28 Oct Kevin Clarke: Mother ‘devastated’ after mural of son who died in police custody is painted over | UK News
The mother of a black man who died in police custody says she is “devastated” after his mural was taken down by developers against her wishes.
Thirty-five-year-old Kevin Clarke, who had schizophrenia, died in March 2018 after being restrained by officers in a field.
An inquest concluded the way in which he was restrained “probably more than minimally contributed” to his death, and the use of police restraint was “inappropriate”.
A mural, depicting different stages of Mr Clarke’s life, was created opposite Lewisham police station in south London to honour his memory in September.
The artwork was painted on hoardings surrounding Balfour Beatty’s £345m Lewisham Gateway development.
It was allowed to remain there despite the fact permission was not granted for its installation.
Wendy Clarke, Kevin’s mother, said the mural “meant so much to us as a family”.
She added that it “served as an important piece of art to raise awareness about deaths in police custody here in the UK and the pain and the hurt that this causes families”.
She described the art as “a beautiful painting” and said that following the inquest’s conclusion, her family were “finally beginning the process of grieving and now this has happened, the day after my birthday”.
“I am devastated,” she said, “I don’t have words”.
Mrs Clarke says she found out about plans to paint over the mural on Saturday night, the day before her birthday, but she had not had a chance to respond.
In the early hours of Monday, the mural was painted over.
Selina Parris, Kevin Clarke’s cousin, said the developers cannot have realised how important the artwork was to the family and “how much it helped” them.
She added that many people in the community had reached out to them after seeing the mural.

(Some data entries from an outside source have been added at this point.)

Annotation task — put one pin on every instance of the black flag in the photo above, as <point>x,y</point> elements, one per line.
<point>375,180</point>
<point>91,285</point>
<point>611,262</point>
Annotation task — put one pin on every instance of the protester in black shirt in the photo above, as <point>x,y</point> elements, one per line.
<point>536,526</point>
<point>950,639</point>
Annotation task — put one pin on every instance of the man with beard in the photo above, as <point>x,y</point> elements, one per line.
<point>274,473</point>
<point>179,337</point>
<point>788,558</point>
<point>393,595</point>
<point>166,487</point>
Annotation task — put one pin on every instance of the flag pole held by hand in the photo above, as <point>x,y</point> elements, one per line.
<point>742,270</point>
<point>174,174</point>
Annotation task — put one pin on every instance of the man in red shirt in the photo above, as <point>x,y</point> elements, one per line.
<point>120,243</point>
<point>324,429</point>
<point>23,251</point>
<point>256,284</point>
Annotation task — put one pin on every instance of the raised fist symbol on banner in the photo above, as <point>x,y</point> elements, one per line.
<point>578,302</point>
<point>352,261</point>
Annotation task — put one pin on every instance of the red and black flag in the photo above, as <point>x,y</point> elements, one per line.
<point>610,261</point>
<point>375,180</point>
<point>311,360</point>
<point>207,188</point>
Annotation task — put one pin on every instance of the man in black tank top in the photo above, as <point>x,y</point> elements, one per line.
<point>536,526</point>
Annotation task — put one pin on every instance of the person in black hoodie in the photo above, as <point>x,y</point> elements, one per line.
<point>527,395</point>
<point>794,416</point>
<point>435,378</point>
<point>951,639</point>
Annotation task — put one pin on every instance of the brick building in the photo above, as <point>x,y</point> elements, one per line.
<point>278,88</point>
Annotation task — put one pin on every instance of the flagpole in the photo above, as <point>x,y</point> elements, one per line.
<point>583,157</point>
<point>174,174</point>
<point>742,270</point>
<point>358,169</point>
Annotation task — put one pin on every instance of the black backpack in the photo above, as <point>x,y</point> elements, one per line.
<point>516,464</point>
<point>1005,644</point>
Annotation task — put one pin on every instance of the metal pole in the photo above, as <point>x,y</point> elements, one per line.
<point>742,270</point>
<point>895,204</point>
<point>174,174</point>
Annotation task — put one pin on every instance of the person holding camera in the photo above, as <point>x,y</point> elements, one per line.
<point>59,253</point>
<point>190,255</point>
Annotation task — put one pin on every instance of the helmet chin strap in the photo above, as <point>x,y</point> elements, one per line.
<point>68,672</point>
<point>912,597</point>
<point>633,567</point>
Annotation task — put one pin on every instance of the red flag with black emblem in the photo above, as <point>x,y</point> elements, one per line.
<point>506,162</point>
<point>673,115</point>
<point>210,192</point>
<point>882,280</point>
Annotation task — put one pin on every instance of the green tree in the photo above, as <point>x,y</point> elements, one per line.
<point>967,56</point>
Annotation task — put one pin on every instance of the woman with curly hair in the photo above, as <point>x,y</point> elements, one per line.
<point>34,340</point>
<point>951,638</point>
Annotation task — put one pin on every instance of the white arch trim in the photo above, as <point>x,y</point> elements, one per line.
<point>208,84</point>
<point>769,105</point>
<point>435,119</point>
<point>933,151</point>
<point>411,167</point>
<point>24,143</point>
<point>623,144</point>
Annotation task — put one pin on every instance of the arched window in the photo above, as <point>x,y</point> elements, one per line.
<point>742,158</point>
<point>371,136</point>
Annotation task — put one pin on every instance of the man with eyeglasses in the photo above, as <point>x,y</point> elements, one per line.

A sign has been erected on the boards where the mural was installed saying “an authorised artwork has been removed from this location following agreement with relevant parties.
“The temporary art installation supporting local artists is positioned on the north-facing hoarding surrounding the project, opposite the Lewisham DLR station.
“We would like to take this opportunity to remind the public that hoardings are private property and are installed to ensure the work area is secured for health and safety reasons.
“They should not be used for artwork unless permission is granted by all relevant parties.”
The organiser of the mural Adam Pugh, a former police officer and now anti-racism campaigner, told Sky News that Balfour Beatty had already released a statement saying they would not paint over the artwork.
Mr Pugh said the developers have “destroyed the art despite pleas to let us have the hoarding to move to a more permanent location”.
He added that local Lewisham councillors and the mayor were supportive of this and that the developers “have certainly not attempted to contact me and no agreement has been made”.
A spokesperson for Balfour Beatty, said: “On Saturday 19 August, we were made aware that unapproved artwork had appeared on a section of hoarding after the site closed on the Friday.
“Since its installation, we have been working with Kevin Clarke’s family to mutually agree upon a solution that will commemorate the artwork after it has been removed. We are pleased to have been able to work with those close to Kevin Clarke on an alternative they are happy with.
“Due to health and safety restrictions at this location, the artwork has now been removed and will be returned to the generic blue hoarding surrounding the rest of the site.”
It’s understood Balfour Beatty was in touch with another family friend working independently of Mr Pugh.
Police body camera footage played during Kevin Clarke’s inquest showed him saying “I can’t breathe” whilst being restrained.
The jury into Mr Clarke’s death returned a narrative conclusion and said it was highly likely at least one officer heard Mr Clarke say it.
“Failure to remove restraints at this point was contrary to guidance and training,” they added.
A number of failings were identified including by the London Ambulance Service and police officers.